Boris Johnson is “fighting a losing battle” in his efforts to overcome the Partygate scandal, one of the country’s top pollsters has said.
While the prime minister is seeking to win back support from Tory MPs by making a host of changes within No 10, Sir John Curtice said that public opinion has hardened against him in recent weeks – and would be “very difficult to reverse”.
The political scientist told The Independent that a high proportion of Tory voters “don’t believe what he is saying”, and revealed his own analysis shows that 41 per cent of those who voted for Johnson at the last election believe he should step down.
‘Internecine warfare’
“When two-fifths of the people who voted for him in 2019 think he should go – that’s pretty striking, substantial stuff,” the University of Strathclyde expert said.
Sir John’s intervention comes after former Tory leader Sir Iain Duncan Smith voiced doubts over whether Johnson could regain the trust of the electorate.
“When you lose [trust], it’s a very difficult task to get it back,” he told the BBC. But he urged colleagues not to plunge the party into the “internecine warfare” of a leadership contest in the midst of a cost-of-living crisis.
Speaking to The Independent, Sir John pointed to the latest Opinium poll, which revealed that 75 per cent of 2019 Conservative voters think Johnson broke his own Covid rules – and 61 per cent don’t believe he is telling the truth about alleged lockdown-busting Downing Street parties.
‘Leaders rarely recover’
“A high proportion of Tory voters believe he broke the rules and they don’t believe what he is saying – this is a real problem for him,” he said. “The question becomes, what will they believe him on in future?
“Political parties can recover from electoral trouble. But leaders rarely recover, once a leader becomes very unpopular. It’s very difficult to reverse.

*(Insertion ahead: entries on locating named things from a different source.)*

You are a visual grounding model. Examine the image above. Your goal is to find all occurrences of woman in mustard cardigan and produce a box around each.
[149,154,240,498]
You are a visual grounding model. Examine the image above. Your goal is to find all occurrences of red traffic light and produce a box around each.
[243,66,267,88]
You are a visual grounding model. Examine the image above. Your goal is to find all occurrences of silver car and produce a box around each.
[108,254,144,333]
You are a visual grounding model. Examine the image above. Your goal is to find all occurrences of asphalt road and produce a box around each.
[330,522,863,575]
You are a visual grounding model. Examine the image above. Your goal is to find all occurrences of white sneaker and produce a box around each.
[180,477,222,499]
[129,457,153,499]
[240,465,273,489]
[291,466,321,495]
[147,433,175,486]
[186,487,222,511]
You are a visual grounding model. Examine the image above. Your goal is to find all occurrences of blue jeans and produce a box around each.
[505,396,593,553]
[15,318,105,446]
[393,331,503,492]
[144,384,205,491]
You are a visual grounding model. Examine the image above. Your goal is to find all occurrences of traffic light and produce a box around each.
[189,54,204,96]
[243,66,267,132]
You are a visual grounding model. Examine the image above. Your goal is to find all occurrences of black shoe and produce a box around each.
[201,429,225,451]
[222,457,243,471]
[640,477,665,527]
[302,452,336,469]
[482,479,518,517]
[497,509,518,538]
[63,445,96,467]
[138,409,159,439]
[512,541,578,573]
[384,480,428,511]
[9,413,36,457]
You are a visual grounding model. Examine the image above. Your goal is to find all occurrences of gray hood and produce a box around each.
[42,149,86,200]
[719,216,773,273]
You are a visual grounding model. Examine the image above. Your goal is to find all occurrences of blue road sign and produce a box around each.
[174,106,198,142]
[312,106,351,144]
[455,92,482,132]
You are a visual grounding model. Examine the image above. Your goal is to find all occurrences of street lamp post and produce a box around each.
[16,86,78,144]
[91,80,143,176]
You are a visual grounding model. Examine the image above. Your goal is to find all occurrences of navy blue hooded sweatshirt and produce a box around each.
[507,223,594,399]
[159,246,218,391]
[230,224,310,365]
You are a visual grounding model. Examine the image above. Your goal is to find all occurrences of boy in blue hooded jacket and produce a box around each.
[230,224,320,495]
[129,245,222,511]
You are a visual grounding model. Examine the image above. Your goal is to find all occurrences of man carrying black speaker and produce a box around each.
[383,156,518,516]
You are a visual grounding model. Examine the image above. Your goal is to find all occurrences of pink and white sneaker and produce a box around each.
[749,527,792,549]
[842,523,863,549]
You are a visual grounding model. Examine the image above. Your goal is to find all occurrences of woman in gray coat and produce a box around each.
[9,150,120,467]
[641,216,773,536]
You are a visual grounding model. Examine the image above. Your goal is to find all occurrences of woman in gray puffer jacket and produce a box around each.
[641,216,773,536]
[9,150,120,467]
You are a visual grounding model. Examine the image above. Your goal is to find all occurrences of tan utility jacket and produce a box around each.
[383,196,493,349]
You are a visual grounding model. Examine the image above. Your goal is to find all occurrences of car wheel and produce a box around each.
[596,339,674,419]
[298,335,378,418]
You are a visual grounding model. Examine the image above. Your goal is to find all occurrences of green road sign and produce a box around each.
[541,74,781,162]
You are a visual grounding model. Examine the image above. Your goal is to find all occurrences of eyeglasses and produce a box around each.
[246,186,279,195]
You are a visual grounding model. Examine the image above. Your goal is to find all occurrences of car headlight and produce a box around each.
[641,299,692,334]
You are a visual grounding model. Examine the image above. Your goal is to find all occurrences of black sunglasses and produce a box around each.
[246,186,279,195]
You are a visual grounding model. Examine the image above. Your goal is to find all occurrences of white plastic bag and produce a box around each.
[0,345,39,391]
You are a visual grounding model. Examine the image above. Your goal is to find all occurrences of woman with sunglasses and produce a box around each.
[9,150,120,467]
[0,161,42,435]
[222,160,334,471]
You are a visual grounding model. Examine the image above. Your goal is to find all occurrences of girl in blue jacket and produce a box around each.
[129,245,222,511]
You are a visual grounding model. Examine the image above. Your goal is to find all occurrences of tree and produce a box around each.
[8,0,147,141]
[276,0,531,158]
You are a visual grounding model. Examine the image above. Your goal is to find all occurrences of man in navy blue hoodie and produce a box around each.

“So far, Boris Johnson is fighting a losing battle in persuading people that he did not break the rules… The art of rhetoric, at which he is brilliant, may not be sufficient to enable him to restore his reputation.”
He added: “We know from the Barnard Castle episode that people regard rule-breakers during a public health crisis with a great deal of moral disapprobation. The phrase ‘work event’ has entered the lexicon in the same way Barnard Castle did,” the polling expert said.